The Wall Street Journal's Kris Hudson takes a deep dive into the debt load of the nation's eighth-largest builder, as Hovnanian Enterprises tangles with $467 million in loans coming due through 2017.

What's worse, the firm--whose share price has dropped 44% in the last year--isn't sure how it's going to repay it.

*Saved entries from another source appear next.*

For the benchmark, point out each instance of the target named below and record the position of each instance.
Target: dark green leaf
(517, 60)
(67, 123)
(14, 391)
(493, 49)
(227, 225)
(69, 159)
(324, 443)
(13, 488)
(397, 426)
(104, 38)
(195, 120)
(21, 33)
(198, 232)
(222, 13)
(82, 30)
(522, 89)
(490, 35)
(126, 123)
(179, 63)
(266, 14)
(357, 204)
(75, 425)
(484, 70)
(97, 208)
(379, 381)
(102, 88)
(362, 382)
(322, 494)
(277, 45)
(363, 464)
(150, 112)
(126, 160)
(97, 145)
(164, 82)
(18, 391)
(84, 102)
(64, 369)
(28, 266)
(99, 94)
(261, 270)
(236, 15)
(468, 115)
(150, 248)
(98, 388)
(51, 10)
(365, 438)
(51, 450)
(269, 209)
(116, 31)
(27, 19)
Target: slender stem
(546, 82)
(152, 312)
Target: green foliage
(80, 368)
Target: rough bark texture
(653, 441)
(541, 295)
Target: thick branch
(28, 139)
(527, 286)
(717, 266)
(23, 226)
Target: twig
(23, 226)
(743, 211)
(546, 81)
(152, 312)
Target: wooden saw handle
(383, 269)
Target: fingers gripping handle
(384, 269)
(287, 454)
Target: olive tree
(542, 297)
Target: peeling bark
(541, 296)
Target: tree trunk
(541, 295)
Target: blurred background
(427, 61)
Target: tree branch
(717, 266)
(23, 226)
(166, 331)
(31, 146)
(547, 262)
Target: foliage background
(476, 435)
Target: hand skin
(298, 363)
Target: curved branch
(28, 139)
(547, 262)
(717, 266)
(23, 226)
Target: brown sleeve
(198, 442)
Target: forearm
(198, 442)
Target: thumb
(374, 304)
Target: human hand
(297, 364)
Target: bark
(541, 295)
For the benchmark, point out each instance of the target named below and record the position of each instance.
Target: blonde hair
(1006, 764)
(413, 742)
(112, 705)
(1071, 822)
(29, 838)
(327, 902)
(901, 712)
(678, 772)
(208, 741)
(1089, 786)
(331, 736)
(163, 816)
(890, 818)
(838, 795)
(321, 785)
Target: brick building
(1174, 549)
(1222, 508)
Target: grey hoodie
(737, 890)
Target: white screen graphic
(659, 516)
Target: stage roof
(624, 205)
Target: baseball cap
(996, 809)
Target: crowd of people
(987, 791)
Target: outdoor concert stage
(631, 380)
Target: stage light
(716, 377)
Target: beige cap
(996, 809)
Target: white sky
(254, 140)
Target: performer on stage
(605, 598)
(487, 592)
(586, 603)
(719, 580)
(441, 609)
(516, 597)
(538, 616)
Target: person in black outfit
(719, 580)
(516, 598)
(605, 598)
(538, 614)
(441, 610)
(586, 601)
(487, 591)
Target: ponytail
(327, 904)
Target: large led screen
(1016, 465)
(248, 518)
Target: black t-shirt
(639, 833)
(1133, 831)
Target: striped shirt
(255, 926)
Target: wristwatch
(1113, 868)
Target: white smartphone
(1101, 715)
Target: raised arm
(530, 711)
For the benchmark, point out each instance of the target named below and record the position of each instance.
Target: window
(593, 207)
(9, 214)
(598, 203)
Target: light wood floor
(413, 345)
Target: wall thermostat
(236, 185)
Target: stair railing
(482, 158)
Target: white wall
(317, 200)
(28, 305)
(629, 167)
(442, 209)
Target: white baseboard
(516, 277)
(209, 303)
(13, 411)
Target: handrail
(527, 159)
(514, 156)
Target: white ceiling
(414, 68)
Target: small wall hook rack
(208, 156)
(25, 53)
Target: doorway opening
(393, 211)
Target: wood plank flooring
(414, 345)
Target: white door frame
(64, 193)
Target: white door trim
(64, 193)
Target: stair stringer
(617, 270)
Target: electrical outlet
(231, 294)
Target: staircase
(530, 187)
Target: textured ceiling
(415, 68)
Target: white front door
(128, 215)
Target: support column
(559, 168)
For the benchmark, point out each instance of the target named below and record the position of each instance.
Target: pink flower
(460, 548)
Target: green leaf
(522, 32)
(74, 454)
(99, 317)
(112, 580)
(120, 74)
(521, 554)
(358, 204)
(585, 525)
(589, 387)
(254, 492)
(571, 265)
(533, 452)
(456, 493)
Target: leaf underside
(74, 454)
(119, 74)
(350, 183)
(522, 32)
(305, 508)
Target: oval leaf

It's a lingering hangover from the Great Recession, one that helped the firm avoid bankruptcy, which is now looking like a Pyrrhic victory:

Analysts and investors are eyeing Hovnanian’s next big debt payment—$173 million of bonds coming due Jan. 15—to see whether the builder can refinance or face the less-palatable options of dipping into its cash or selling land to partners to retire the bonds.

On a Sept. 9 conference call with investors to discuss Hovnanian’s quarterly results, the builder’s executives took the unusual step of outlining how the builder can sell or mortgage land or sell and lease back its model homes to raise additional cash.

Hovnanian was aggressive during the last upturn, buying 19 smaller builders from 1999 to 2006, which added to its $2.1 billion debt load:

Making those deals at peak prices haunted Hovnanian as property values rapidly fell. Since 2006, the builder has written off more than $2.7 billion, much of it from those peak-market deals.

Meanwhile, Hovnanian’s crushing debt and scant equity kept it from buying cheap land in the early years of the housing market’s recovery of 2011 through 2013, which has since hindered its profit margins.